Les Khalkhas, hospitaliers et sobres, ont toutes les qualités de la race jaune, dont ils ont gardé les vertus primitives sans prendre les vices de la civilisation, mais en revanche, ils n’ont ni industrie ni commerce : des étoffes de feutre, des peaux et des cuirs mal tannés, quelques ouvrages de broderie, sont tout ce qu’ils produisent ; Le commerce se borne à un échange de matières premières, où le Mongol, peu défiant et timide, est complétement volé par les marchands russes et chinois. Leur monnaie est fort singulière : tous les payements s’effectuent au moyen de thés en briques, dont cinq briques équivalent environ à une once d’argent de Chine. Après le laitage, le thé joue le rôle le plus important dans l’alimentation de ces peuples qui ne sauraient s’en passer.
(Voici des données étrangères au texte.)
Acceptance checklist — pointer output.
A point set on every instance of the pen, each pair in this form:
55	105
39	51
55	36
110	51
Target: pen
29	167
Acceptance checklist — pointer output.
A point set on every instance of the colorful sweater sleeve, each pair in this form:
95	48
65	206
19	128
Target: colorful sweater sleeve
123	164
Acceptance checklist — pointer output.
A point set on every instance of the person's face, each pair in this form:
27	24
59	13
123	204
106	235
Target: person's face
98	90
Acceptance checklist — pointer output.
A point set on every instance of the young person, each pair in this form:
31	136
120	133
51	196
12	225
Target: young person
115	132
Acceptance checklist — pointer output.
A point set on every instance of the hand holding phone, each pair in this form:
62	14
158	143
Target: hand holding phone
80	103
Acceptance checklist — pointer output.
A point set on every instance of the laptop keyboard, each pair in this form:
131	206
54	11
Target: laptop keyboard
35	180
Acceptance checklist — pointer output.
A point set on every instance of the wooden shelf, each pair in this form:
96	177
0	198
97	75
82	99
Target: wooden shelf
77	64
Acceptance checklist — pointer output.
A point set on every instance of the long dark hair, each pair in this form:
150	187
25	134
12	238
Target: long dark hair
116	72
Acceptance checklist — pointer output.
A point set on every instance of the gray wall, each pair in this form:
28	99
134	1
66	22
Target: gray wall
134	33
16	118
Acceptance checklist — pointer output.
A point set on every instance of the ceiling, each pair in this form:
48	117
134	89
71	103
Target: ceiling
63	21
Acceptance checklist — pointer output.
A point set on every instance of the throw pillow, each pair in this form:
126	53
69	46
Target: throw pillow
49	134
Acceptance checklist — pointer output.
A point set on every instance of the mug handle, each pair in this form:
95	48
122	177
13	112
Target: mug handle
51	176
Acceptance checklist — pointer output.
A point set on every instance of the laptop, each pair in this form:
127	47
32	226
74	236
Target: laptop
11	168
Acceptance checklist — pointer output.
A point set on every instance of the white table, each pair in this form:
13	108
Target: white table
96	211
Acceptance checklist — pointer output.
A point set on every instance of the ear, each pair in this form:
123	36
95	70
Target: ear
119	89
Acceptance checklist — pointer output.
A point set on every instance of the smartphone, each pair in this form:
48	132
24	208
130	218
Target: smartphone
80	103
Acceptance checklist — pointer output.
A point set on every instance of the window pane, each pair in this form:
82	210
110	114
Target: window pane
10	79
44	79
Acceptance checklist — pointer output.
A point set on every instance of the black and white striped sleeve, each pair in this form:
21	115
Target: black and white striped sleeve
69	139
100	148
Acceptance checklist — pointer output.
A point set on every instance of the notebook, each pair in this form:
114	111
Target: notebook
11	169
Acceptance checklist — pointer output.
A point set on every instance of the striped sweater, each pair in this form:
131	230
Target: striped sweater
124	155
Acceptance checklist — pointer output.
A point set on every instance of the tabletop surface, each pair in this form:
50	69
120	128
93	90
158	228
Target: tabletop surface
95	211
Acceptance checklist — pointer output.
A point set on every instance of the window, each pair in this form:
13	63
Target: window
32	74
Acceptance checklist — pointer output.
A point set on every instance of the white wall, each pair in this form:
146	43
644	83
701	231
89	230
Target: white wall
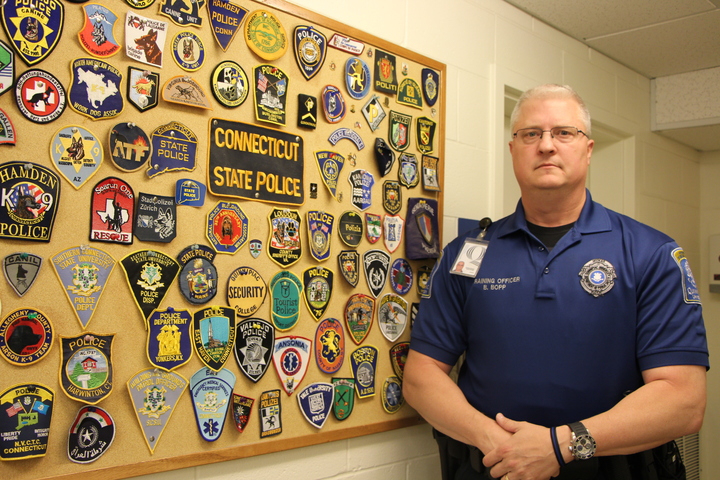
488	46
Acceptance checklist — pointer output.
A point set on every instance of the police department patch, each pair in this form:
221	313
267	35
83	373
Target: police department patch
597	277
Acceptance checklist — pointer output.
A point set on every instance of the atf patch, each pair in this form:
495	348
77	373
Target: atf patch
315	402
310	50
376	264
357	78
198	276
385	76
373	227
320	233
361	182
91	434
425	134
174	147
26	336
364	365
333	104
214	335
229	83
318	289
77	154
143	88
155	219
246	291
373	112
398	357
184	90
401	276
285	291
430	80
31	194
169	343
254	345
25	428
183	13
188	50
86	369
359	313
392	395
112	210
83	273
271	86
95	89
34	30
291	357
97	37
129	146
392	316
344	398
211	393
40	96
265	35
270	414
392	231
329	345
330	164
21	270
597	277
242	407
154	394
350	228
349	261
284	246
149	274
399	130
225	20
190	192
144	38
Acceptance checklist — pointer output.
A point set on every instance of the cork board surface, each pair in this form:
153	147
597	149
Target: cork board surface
117	313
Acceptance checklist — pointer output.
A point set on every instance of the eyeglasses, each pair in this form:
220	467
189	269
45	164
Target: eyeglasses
561	134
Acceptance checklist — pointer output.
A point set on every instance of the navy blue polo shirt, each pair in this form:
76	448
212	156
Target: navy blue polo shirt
556	337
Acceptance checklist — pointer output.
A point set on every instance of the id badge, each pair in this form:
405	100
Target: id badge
468	261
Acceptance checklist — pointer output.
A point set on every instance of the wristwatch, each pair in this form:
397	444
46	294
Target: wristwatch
582	445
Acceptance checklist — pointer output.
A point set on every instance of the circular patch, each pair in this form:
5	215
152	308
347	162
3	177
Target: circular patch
26	337
40	96
229	84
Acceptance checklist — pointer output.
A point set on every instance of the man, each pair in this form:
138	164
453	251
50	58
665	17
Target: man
575	314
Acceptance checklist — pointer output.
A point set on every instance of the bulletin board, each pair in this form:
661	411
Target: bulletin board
293	186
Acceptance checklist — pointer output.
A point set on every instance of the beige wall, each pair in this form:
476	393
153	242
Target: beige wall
490	47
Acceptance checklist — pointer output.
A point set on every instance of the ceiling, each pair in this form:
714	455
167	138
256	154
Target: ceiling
653	38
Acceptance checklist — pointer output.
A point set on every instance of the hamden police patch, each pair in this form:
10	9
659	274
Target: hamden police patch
25	426
29	202
597	277
86	369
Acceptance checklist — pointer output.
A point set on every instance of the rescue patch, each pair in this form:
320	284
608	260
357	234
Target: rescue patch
29	203
246	291
86	369
211	393
315	402
155	394
254	344
169	341
291	357
214	335
112	211
91	434
25	428
26	336
83	273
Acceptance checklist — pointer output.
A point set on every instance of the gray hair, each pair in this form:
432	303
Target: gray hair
553	91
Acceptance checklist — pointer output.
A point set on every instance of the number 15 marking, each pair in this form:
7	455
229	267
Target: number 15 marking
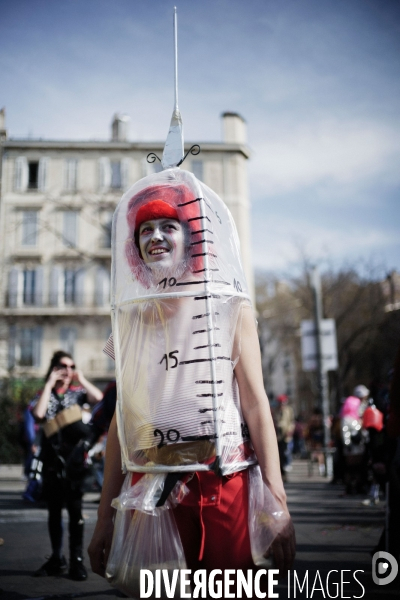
172	356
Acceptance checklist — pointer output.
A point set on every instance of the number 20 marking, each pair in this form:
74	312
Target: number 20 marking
172	356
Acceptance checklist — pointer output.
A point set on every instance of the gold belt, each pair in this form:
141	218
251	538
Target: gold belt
69	415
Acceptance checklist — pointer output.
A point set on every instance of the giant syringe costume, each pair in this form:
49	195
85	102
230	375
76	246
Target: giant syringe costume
176	331
176	336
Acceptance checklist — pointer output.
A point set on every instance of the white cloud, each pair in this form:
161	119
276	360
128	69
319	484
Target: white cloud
279	241
341	153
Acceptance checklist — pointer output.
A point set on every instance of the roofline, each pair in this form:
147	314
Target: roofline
104	145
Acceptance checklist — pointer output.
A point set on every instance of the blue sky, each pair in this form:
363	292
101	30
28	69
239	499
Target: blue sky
318	82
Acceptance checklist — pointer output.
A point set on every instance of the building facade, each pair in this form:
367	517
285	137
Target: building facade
57	201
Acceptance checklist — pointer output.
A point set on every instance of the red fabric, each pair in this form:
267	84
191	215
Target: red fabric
156	209
213	522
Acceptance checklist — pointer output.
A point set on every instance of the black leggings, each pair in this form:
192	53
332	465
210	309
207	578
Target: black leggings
62	493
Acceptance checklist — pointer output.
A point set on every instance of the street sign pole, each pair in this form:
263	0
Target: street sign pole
322	373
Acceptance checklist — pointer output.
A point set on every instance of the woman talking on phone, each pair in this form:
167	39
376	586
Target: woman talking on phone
58	408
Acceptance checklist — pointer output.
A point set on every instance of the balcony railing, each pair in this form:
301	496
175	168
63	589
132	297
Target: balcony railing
61	302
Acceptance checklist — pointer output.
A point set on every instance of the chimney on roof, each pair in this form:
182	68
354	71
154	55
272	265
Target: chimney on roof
119	128
3	131
234	129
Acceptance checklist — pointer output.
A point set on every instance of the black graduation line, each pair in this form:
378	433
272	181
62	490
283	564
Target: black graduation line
207	346
198	218
192	282
201	241
190	202
205	297
189	362
195	438
204	254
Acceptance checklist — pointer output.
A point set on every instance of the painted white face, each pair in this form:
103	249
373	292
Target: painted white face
162	242
65	371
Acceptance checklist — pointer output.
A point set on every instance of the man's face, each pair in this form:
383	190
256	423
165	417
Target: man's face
162	242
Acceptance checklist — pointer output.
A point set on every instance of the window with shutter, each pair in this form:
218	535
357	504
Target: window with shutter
42	174
69	286
15	280
29	228
71	174
55	286
21	174
70	228
29	342
116	174
104	174
29	287
68	337
33	174
107	228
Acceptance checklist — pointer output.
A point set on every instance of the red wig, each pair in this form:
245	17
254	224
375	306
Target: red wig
164	201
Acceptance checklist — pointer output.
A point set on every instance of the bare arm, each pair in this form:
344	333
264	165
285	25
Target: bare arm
100	545
39	411
257	414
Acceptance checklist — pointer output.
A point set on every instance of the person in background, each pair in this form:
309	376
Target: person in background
315	438
58	407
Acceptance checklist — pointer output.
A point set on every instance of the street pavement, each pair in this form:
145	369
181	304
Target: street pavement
334	533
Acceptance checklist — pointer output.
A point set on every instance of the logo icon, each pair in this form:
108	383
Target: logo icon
384	568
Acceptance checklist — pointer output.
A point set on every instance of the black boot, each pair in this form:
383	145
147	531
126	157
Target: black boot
77	569
56	565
Les Chinois, qui fabriquent le thé vert exprès pour les Européens, quoiqu’ils ne veuillent à aucun prix l’employer pour eux-mêmes, font du thé en briques pour les Mongols avec les feuilles les plus grossières et les branches menues de ce précieux arbuste ; ce mélange, pressé et coagulé dans un moule, prend la forme et l’épaisseur des briques de terre cuite destinées à leurs constructions. Les Sibériens pauvres consomment aussi ce thé à bon marché, qui est beaucoup moins agréable que l’autre, mais qui, mêlé avec du lait et de la farine d’orge, forme une bouillie épaisse et nourrissante appelée pan-tan, dont le goût est supportable, et l’usage général dans tout le pays.
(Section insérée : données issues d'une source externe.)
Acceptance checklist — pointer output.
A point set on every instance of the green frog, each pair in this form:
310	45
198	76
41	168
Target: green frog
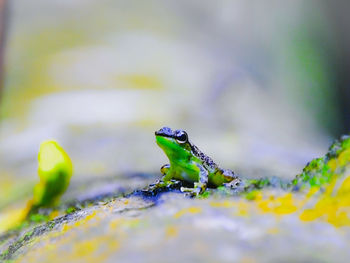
189	164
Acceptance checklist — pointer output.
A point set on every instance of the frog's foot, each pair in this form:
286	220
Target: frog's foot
233	184
198	189
162	184
165	169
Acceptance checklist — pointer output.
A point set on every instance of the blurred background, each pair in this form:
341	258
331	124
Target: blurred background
259	86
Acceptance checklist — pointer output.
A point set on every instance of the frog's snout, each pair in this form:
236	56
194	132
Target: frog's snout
165	131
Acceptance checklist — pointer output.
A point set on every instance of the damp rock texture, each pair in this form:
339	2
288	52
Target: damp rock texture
308	221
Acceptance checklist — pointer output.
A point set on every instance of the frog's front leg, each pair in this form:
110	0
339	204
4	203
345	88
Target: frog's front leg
201	185
166	180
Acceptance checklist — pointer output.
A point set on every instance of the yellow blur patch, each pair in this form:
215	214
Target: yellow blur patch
188	210
333	206
141	81
280	205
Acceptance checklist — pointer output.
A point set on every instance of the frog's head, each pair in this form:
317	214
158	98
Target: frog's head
174	143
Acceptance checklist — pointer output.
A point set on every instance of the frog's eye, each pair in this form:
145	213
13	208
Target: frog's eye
181	136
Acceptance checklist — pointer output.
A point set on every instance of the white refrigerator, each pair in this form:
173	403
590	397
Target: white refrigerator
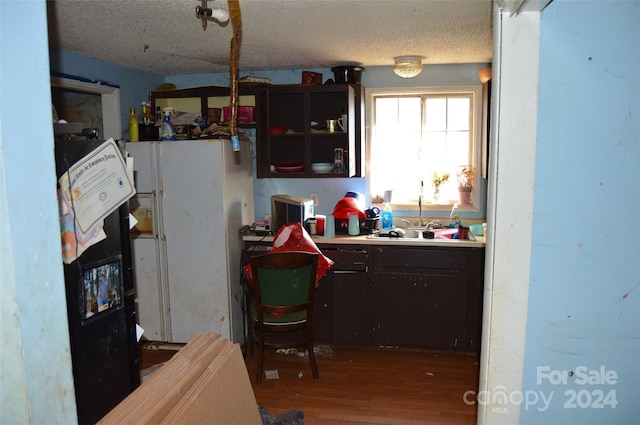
193	199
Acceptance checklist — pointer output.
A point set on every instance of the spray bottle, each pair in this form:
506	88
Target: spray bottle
387	217
167	130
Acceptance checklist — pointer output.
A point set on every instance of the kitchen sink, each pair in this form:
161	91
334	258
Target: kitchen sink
416	234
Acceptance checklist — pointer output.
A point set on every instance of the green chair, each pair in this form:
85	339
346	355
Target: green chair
281	300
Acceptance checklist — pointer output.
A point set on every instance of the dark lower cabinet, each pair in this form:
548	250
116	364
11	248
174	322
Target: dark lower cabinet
351	325
405	296
427	297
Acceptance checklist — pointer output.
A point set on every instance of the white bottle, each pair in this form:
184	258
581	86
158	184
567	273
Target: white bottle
167	130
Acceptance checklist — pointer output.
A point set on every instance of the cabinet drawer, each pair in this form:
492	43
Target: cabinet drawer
422	258
347	260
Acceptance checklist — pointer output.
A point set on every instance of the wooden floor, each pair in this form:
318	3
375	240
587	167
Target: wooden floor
384	386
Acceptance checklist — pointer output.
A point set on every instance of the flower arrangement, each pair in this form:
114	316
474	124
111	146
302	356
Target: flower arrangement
465	179
438	179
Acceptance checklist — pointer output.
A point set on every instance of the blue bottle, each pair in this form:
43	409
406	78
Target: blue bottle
387	217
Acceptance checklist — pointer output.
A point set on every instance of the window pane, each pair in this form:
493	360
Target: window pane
409	143
436	114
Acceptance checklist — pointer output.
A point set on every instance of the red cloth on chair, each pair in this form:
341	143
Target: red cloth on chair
293	237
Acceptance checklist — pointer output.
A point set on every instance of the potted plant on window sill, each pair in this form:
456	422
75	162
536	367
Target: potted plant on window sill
437	180
465	185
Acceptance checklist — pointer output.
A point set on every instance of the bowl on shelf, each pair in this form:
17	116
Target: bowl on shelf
322	167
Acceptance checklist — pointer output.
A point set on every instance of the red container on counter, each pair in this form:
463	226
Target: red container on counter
245	113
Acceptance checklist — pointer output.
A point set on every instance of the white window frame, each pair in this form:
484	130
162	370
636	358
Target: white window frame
476	143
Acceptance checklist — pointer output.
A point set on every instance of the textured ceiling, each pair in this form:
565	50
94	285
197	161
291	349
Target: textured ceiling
166	37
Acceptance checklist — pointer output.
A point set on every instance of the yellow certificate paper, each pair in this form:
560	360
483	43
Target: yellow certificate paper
97	185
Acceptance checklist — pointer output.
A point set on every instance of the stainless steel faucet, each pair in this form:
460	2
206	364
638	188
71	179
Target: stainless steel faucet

En résumé, on peut dire de ces peuples primitifs que leurs troupeaux suffisent entièrement à leurs besoins, qui sont bornés, et que leur vie est la plus libre et la moins agitée qui soit au monde : un pèlerinage à une sainte lamaserie hantée par Bouddha dans ses pérégrinations mystérieuses, — la visite de quelques lamas voyageurs, appartenant à la classe des tolholos ou trouvères, qui payent l’hospitalité généreuse qu’ils reçoivent sous la tente par des chants où ils célèbrent les hauts faits des héros, ancêtres de leur race, — une excursion à Ourga ou aux frontières de Chine pour acheter des objets manufacturés, — un mariage qui n’est, comme chez les patriarches bibliques, qu’un marché où la fille est vendue par son père au plus offrant, mais qui donne lieu à des réjouissances de huit jours accompagnées de débauches de viande grasse, de tabac et d’eau-de-vie de riz, — tels sont, avec les funérailles dont les cérémonies, analogues à celles des Chinois, amènent de longs festins et le massacre de nombreuses vaches, chèvres et moutons pour la nourriture des parents et amis, les seuls événements qui interrompent cette existence calme et contemplative du pasteur khalkha. N’a-t-il pas en outre devant lui cent mille lieues carrées dont il est le roi, et où il peut aller camper çà et là, suivant les caprices de sa fantaisie, avec sa famille et ses troupeaux ?

Un homme d’esprit, Fourier, a soutenu que la vie des peuples pasteurs était plus près de l’état de perfection, où, suivant ses théories, l’humanité devait atteindre un jour, que celle des peuples civilisés avec tous les besoins et toutes les passions factices qu’ils se sont créées. Qui sait si Fourier n’a pas eu raison ?

« [2]Ma santé s’étant suffisamment améliorée pendant les cinq ou six jours de repos que j’avais goûtés à Ourga, je fixai le départ au 12 juin à midi : ce fut avec un vif

  1. Il en fut de même à la bataille de Pali Kia-o, où des soldats, le l’armée alliée, reçurent à courte portée des balles lancées par les fusils des Tartares de la garde, sans que le drap de leurs uniformes en fût même traversé.
  2. Extrait d’une lettre de Mme de Bourboulon.